Goats evolved in the tropics, near the equator in very arid areas. To survive in these climates, goats evolved the ability to detoxify noxious compounds to eat otherwise poisonous plants. There is research suggesting that seeds have reduced viability after they pass through a goat’s digestive tract, a useful attribute for controlling the spread of invasive species.

Goats are also great at reducing fuels for fire mitigation because their browsing patterns clear understory. They stand up on their hind legs to eat, allowing them to thin small- to medium-sized trees. Their smaller hooves and lighter bodies cause less soil compaction than larger animals, an attribute making them ideal for land restoration without erosion.

Soil even benefits from goats, because their poop makes fabulous compost. This effect is enhanced when combined with urine and straw from their bedding. Goat manure is not as “hot” as other animals' waste and is ideal for fertilizing garden beds. The value of goat poop is known around the globe. For example, the Tarahumara Tribe in Mexico uses goat manure to grow corn in the desert soil.

Goats for Companionship and Entertainment Goats provide 24-hour amusement that does not involve a screen. "Goat TV" is my favorite streaming service because they are fun to watch, especially when they’re playing and foraging. Not a day goes by that the goats don’t make me laugh out loud with their antics.

Goats are as sociable and trainable as dogs, each with a unique personality. People often ask me if all my goats have names. Not only do they have names, but they even respond to their names and come to me at a whistle. Their agility and ability to follow without a lead are just a few attributes that make them great pack animals for hunting and hiking as well. They can be trained to pull carts or sleds, jump through hoops, and more. It’s very rewarding to work with and train goats and there are endless possibilities to what they can learn.

If food security and weed control aren’t enough of a reason to want goats, kids may put you over the edge. Young goat or "kids" have to be one of the most fun animal babies out there. Within a few hours of being born, they’re up on new legs jumping and bouncing around. They will bring immense joy into your life.

Raising Animals Isn't all Sunshine and Rainbows Goats are amazing and I love having them as an integral part of my life, but there's a reason they call it animal husbandry. Caring for animals is a huge responsibility. You truly are married to them! Here are a few things to know before reading your vows.

Goats are herd animals and it’s not okay for them to be by themselves. It’s best to have at least two goats, but they can be companions with other common livestock animals such as cows, sheep, and horses.

They have similar needs to other livestock but do require a mineral block with selenium to fulfill their nutritional demands. Milk goats are a special commitment because they need to be milked daily, but there are fewer demands for weed-eaters kept for meat or as pets.

Goats are smart and mischievous. These attributes make them harder to fence in than other animals.
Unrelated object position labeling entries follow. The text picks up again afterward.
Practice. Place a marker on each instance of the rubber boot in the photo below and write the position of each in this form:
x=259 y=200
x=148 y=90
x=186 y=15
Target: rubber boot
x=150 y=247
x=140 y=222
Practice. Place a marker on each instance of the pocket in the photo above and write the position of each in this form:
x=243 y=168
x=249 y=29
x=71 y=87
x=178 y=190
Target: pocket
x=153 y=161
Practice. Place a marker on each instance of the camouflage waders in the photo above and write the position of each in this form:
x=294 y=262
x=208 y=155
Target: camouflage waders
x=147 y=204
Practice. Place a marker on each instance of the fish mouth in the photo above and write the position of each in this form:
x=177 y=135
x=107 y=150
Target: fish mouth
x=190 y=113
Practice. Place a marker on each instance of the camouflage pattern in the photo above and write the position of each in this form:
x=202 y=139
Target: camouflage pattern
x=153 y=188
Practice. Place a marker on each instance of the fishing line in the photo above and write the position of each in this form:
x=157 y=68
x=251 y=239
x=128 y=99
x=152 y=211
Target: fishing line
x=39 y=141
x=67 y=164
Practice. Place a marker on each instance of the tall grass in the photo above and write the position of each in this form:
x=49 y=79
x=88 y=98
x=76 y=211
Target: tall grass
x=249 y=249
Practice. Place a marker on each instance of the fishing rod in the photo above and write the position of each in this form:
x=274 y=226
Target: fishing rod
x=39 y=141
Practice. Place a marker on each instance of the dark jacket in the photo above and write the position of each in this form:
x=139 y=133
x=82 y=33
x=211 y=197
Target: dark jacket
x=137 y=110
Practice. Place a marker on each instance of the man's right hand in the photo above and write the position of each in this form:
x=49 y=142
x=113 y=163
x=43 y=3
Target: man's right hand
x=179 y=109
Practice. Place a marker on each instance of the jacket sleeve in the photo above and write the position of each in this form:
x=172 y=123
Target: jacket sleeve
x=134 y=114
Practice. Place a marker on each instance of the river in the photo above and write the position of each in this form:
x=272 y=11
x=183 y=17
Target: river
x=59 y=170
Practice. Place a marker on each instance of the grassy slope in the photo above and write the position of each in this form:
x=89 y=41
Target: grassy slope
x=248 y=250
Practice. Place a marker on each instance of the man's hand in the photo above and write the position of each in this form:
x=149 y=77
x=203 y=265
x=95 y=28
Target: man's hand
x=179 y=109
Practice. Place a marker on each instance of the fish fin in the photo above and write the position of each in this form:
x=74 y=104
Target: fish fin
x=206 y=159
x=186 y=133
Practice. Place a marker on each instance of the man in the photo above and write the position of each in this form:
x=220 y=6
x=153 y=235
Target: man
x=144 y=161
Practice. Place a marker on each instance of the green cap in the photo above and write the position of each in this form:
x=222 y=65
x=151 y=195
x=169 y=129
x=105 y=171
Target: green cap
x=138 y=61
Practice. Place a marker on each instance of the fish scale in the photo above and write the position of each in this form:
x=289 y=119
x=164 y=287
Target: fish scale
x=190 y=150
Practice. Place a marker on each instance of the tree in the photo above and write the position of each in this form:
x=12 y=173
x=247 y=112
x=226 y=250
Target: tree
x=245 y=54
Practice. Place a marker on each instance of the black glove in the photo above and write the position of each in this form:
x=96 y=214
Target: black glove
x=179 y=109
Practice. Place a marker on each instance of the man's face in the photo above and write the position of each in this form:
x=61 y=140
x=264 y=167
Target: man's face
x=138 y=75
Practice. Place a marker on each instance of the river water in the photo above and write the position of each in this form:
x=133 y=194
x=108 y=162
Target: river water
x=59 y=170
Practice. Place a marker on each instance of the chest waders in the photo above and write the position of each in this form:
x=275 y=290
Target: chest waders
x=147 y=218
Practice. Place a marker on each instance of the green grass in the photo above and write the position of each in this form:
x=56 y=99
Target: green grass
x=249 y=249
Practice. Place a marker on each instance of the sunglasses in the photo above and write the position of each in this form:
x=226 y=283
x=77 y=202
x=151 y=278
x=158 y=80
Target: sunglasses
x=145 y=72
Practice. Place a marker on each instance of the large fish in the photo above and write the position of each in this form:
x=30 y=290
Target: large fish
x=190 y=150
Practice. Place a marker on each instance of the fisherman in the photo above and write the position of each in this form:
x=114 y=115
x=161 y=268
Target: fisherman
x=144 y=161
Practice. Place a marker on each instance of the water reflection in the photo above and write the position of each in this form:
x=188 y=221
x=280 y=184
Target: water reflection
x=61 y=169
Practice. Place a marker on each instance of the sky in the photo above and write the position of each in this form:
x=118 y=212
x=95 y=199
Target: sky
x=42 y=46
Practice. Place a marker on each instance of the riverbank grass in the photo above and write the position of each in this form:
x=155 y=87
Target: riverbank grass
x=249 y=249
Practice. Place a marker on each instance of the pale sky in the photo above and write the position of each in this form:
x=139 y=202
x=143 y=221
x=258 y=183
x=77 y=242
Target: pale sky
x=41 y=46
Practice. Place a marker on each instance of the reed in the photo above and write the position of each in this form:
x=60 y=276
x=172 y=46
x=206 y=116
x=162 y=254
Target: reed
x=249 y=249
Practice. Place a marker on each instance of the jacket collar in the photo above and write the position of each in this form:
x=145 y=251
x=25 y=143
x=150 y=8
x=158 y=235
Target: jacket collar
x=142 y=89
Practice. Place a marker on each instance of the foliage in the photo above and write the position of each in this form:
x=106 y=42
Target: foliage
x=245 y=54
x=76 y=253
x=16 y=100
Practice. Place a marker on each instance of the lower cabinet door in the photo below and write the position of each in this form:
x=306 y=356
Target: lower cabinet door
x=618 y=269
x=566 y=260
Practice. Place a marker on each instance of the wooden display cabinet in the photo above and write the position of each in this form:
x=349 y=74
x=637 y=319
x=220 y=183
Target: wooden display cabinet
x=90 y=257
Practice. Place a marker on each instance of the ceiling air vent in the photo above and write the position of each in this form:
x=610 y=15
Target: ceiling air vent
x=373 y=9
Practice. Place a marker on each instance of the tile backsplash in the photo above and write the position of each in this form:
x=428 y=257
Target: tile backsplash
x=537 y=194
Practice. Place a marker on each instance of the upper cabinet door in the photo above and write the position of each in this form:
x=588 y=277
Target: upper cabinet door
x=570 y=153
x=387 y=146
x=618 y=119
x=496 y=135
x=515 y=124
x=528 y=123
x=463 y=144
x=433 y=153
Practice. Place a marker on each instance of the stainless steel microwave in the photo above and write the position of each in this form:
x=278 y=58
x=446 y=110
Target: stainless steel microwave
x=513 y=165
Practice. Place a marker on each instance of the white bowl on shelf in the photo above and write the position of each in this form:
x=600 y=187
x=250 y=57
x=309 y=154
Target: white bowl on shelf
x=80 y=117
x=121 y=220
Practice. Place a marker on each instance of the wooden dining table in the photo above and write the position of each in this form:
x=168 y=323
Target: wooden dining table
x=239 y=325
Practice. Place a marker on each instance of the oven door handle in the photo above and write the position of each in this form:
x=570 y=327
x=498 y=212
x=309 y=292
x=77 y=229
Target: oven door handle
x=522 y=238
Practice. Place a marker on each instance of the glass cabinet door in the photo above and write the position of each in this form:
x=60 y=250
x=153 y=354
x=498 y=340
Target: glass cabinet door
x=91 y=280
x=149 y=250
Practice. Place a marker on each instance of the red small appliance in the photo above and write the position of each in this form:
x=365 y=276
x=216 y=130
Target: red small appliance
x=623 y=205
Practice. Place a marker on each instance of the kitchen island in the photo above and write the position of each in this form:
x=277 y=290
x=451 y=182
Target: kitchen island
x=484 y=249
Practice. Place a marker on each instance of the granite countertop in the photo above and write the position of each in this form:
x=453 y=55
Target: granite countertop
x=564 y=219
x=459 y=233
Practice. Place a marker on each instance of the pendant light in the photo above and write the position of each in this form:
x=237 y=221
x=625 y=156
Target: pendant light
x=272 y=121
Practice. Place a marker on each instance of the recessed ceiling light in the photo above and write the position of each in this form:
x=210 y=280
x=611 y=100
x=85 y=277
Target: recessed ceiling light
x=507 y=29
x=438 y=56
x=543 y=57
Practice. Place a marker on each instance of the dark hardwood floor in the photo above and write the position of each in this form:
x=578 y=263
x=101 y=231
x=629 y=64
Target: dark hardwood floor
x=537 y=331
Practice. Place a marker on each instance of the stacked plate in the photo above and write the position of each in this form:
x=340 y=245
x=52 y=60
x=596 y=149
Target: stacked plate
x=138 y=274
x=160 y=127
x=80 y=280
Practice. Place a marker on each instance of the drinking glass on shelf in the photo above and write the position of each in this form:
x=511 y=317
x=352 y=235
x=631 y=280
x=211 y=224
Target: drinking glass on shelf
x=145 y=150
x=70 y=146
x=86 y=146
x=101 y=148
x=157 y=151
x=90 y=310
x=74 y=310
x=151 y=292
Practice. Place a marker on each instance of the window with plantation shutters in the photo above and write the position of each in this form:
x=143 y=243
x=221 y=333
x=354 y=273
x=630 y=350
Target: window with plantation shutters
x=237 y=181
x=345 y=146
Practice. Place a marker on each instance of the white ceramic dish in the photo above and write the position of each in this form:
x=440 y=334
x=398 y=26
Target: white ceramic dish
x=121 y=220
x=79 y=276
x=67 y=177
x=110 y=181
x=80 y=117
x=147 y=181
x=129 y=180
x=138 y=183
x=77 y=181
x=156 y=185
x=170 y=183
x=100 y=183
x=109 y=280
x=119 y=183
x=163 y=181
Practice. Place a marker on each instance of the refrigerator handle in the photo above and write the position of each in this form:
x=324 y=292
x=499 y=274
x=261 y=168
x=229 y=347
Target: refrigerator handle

Four-strand barbed wire will not do as they slip in between the strands, but chain link, hog panels, or electric netting work well. They also pay attention to how a gate latches and can sometimes figure out how to open them.

They can strip the bark off young trees, a desirable activity for clearing unwanted vegetation like Russian Olive, but undesirable for your young fruit trees. Keep this in mind when letting them loose in an area slated for browsing. If I have my goats eating in an area with young trees that I don’t want them to injure, I’ll wrap the tree trunk with an old sheet.

Caring for goats is a serious commitment and there are hard days, but to me, it’s worth it. My goats have made my teenage goal possible. I longed to feel good about where my food came from, and now I do. While out walking my goats, I stop and sit on a rock and take a big swig of milk from a Mason jar. I’m drinking the forest filtered through a goat. I can taste the difference between Doug fir needle milk and willow leaf milk, and as I drink I watch them eat. It’s all worth it for this relationship, not only to the animals, but to the land. I have to pay attention to what the land needs to live this way, but it allows me to see my place in the cycle and in the ecosystem.